Efficient group level queries
Problem statement
The current database structure of GitLab does not support efficient Group level queries. The query performance often depends on the number of records indirectly associated with the group. Adding hierarchical group queries into the mix (include subgroups) makes the performance even worse. Note: the traversal_ids improvement will help a bit, but it does not address the main problem.
We have database tables that are growing significantly as time goes forward. This makes group level queries slower and slower.
Examples (group level features):
- Issues page
- Merge requests page
- Boards / Issue rebalancing
- Packages
- Analytics
Note: the Epics feature performs well on the group level because we have a relatively small number of epics records.
What's the common problem?
Most domain models (e.g.: Issue, MergeRequest) are associated with a project. The project is associated with a group. A group can have a parent group.
As an example, when looking for the most recent issues (maximum 20 records) within a Group, the database needs to do the following:
- Collect descendant groups (current group and descendants). Loads N + 1 group records.
- Collect projects within the loaded groups. For each group (N + 1 index lookups), load the projects (M).
- For each project, find all issues (M index lookups).
- Sort the records by
created_atin memory. - Return the first 20 records.
We have an index defined on the project_id and created_at columns which work well on the project level views. On the group level these queries will hardly benefit from the sorted property of the B-tree index because the filter on the project_id column is an array (IN). The database needs to do a nested loop to collect the relevant records and re-sort the items in memory.
Example query:
SELECT *
FROM issues
WHERE
project_id IN (all_projects_in_namespace subquery)
ORDER BY created_at DESC
LIMIT 20
Ideas
De-normalization
Adding traversal_ids or namespace_id or root_namespace_id to the issues and merge_requests tables would help to improve the query performance for the top-level group queries in some cases. Query performance in subgroups would stay the same.
Separate table
Solving the problem for all groups is costly. It will require us to store the same data multiple times and maintain consistency over time.
Implementation
- Determine all columns in the
issuestable that are queried in group-level features.- I'd omit the title and description columns for now since full-text search has its own problems in PostgreSQL.
- Create a new table
group_issuesusing the collected columns. Addgroup_idto the table (consider hash partitioning). - Set up synchronization to keep
group_issuestable up to date (issuestable is the source of truth). - Use background migration to populate the new table.

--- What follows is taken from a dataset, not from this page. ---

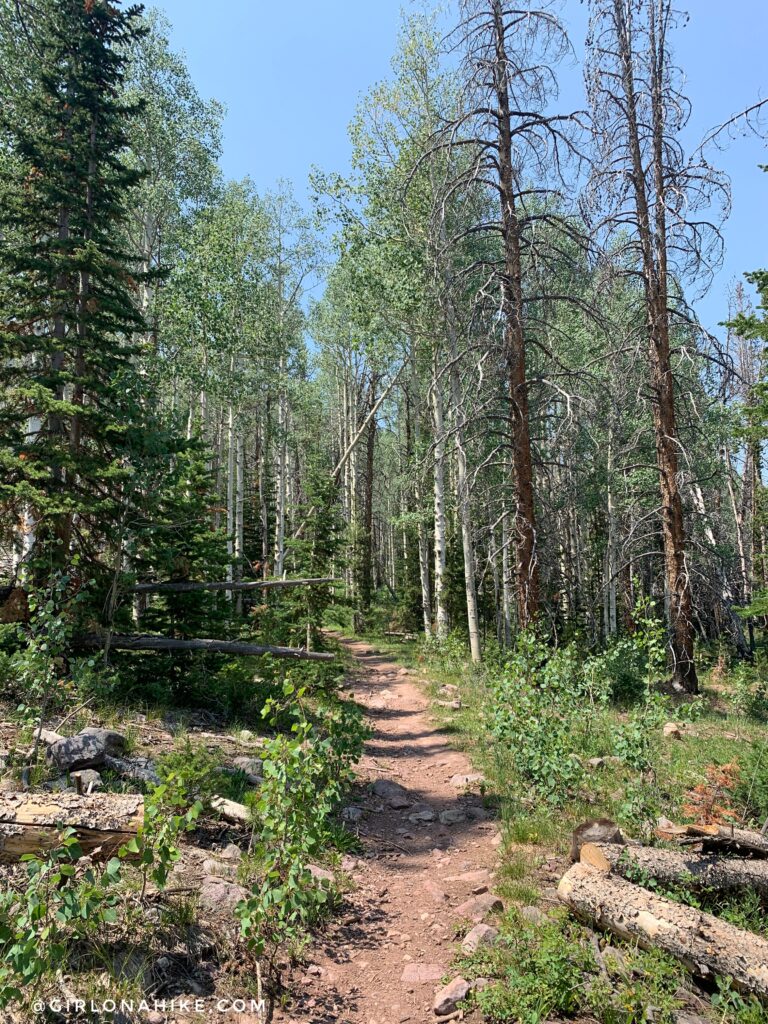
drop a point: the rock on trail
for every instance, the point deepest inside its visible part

Note: The table would store the same issue records multiple times with different group_id values. In case the group (G1) has 2 ancestors, then the issues in the project (part of G1) would be stored 3 times (group_ids: G1 and the two ancestor groups).
The previous query could be rewritten like this:
SELECT *
FROM group_issues
WHERE
group_id = 9970
ORDER BY created_at DESC
LIMIT 20
With an index on group_id and created_at we'd get optimal execution plan.
Note: Additional JOINs might be needed for the issues table to make all the columns available. It has no significant performance impact.
Design
To keep issues and group_issues tables in sync, we can use database triggers. When updating an issue, the trigger would update N rows in the group_issues table. This could have a serious impact on the performance of the issues endpoints (expensive updates).
To address this problem we can defer the syncing of the changes to a recurring background job. Due to the background job, record changes (like adding a label to an issue) will not be visible in the group level features right away, there might be a few seconds delay until all the records are updated.